A 24-year-old Brazilian construction worker named Eduardo Leite has just survived an eerily similar accident, and he may walk away from his ordeal in better shape than Gage, who reportedly underwent pronounced personality changes after the spike was removed.
Luiz Alexander Essinger, the chief of staff at the hospital where Leite was taken after his frontal lobe was gouged by a 6-foot (2 meter) pole, "said Leite was lucid and showed no negative consequences after the operation," as reported by the Associated Press. The rod fell from the fifth floor of a building Leite was working on, piercing his hard hat before entering the back of his skull and exiting between his eyes.
"Today, he continues well, with few complaints for a five-hour-long surgery," Essinger told the AP. "He says he feels little pain."
Phineas Gage poses with his "constant companion," the tamping iron that was removed from his brain.

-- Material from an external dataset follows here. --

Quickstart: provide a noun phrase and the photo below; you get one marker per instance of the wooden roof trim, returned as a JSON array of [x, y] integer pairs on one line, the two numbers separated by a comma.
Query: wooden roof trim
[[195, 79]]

The head of neurosurgery at the Rio de Janeiro hospital where Leite is recovering credits the man's astounding recovery to the fact that the rod pierced a "non-eloquent" region of his brain, an area that has no easily discernible cognitive, motor or sensory functions. [How Did Teen Survive Fall from Golden Gate Bridge?]
But despite Leite's doctors' heartening reports, Marla Hamberger, an associate professor of clinical neuropsychology at the Neurological Institute of New York, isn't convinced that he will emerge from his ordeal with a totally unchanged personality. According to Hamberger, even the impressively stiff upper lip that Leite seems to be keeping might be a sign of mental changes wrought by his brain injury.
"Even the fact that he doesn't seem to be bothered by it could be the effect of a frontal lesion, because most people would be bothered by that," she told Life's Little Mysteries. "Sometimes someone can seem functionally intact, but when you actually do some testing, there may be more of an effect than is obvious."
In her work, Hamberger uses electro-stimulation to map non-eloquent regions in patients’ brains before they undergo neurosurgery, in order to plan surgical routes that will minimize long-term functional decline. She says that before Leite has undergone in-depth testing, it will remain unclear whether his accident damaged a region that handled a cognitive faculty, such as strategy planning, that isn't called up during bedside conversation.
"With Phineas Gage, [a change] also wasn't apparent immediately," she said. "My guess is that there’s probably something that's changed; the frontal lobes are extremely important for social behavior and higher cognitive function."